Object detection or recognition is one of the key challenges in computer vision with a wide range of applications including industrial automation, security systems, autonomous vehicles and medical diagnostics. Current methods for this task are based on deep learning, which can significantly improve the accuracy and efficiency of image processing.
Neural network-based recognition methods are widely used in machine learning models. For this purpose, a training database is collected, from which a dataset is formed. Features and their combinations are extracted to identify similar objects. The machine learning model is trained to recognise the right types of patterns. Even after loading several datasets, the model may not recognise some objects correctly. If this happens, the model continues to be trained on new datasets until it reaches the desired detection accuracy. In addition, neural networks are extremely demanding to the size and quality of the dataset that will be presented as a training sample. The number of examples in this sample can reach tens and hundreds of thousands, and all of them must be prepared for training, which is a labour-intensive task. Therefore, there are a lot of open prepared datasets. However, they are more often used as test cases of network performance, because a specific dataset is required for a particular application task.
In practice, this means that up to a certain limit, the more hidden layers in the neural network, the more accurately the image will be recognised, and this number is increased until the onset of overtraining [1]. The input of the neural network is a picture, which is divided into small areas, up to several pixels, each of which will be an input neuron. During this process, hundreds of thousands of neurons with millions of weight coefficients compare the received signals with already processed data and make adjustments to the weight values.
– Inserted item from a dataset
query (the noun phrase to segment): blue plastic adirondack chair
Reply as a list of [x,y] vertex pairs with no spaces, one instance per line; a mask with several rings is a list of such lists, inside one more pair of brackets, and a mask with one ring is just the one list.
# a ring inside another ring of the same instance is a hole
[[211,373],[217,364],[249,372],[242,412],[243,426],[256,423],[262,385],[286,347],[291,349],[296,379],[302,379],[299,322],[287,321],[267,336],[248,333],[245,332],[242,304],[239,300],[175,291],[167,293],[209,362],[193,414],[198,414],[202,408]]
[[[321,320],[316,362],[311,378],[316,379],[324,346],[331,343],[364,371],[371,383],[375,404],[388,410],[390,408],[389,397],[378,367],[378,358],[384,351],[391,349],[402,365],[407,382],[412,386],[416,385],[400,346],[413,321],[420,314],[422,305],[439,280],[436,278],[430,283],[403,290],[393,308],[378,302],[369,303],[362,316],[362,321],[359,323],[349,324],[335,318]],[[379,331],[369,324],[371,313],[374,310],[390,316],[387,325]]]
Object detection methods are typically based on either machine learning or deep learning. Methods based on deep learning are characterised by the use of convolutional neural networks, which enable object detection without using a list of specific features of a given object [1].
There are many different approaches and architectures of neural networks, each with its own advantages and disadvantages:
– Region Proposals (с использованием различных региональных сверточных нейронных сетей: R-CNN, Fast R-CNN, Faster R-CNN) [2]:
- Single-Shot MultiBox Detector;
- You Only Look Once (YOLO);
– RetinaNet;
- Single-Shot Refinement Neural Network for Object Detection (RefineDet);
– Deformable convolutional networks.
One of the best known families of models for object detection is R-CNN, which includes variations such as Fast R-CNN and Faster R-CNN. These models use a region-based approach that can efficiently extract objects in an image and classify them. Another popular architecture is YOLO (You Only Look Once), which is characterised by high speed performance due to viewing the image once and classifying and localising objects simultaneously. Each of these models has unique characteristics, making their selection critical to successfully solving a particular object detection problem. Let’s take a closer look at these two architectures and analyse them comparatively.
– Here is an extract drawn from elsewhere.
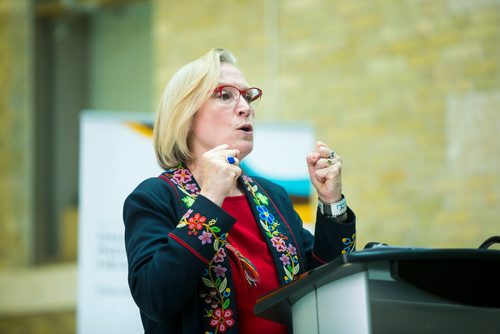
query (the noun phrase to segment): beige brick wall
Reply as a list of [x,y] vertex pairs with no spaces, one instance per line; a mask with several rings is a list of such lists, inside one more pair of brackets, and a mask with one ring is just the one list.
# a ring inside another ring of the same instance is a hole
[[[500,1],[155,1],[156,98],[211,47],[344,158],[358,249],[500,234]],[[156,102],[155,102],[156,104]]]
[[0,268],[31,260],[30,3],[0,0]]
The R-CNN or regional convolutional neural network model is a selective search method, is an alternative to full image search for fixing the location of an object [3]. It combines small regions of an image into a hierarchical group. Thus, the last group is a block containing the entire image. The model starts by searching the region and then performs classification. Thus, the last group represents a block containing the entire image. The detected regions are combined according to different colour spaces and similarity scores. The result is a number of region suggestions that may contain the object.
The size of each region suggestion is resized to match the input from the CNN (convolutional neural network) from which a feature vector is extracted [2]. The feature vector is classified to obtain the probabilities of belonging to each class. Each class has an SVM classifier that uses the support vector methods [4], inferring the detection probability of that object for a given feature vector. This vector also feeds a linear regressor to adapt the shapes of the bounding box to suggest the region and thus reduce localisation errors.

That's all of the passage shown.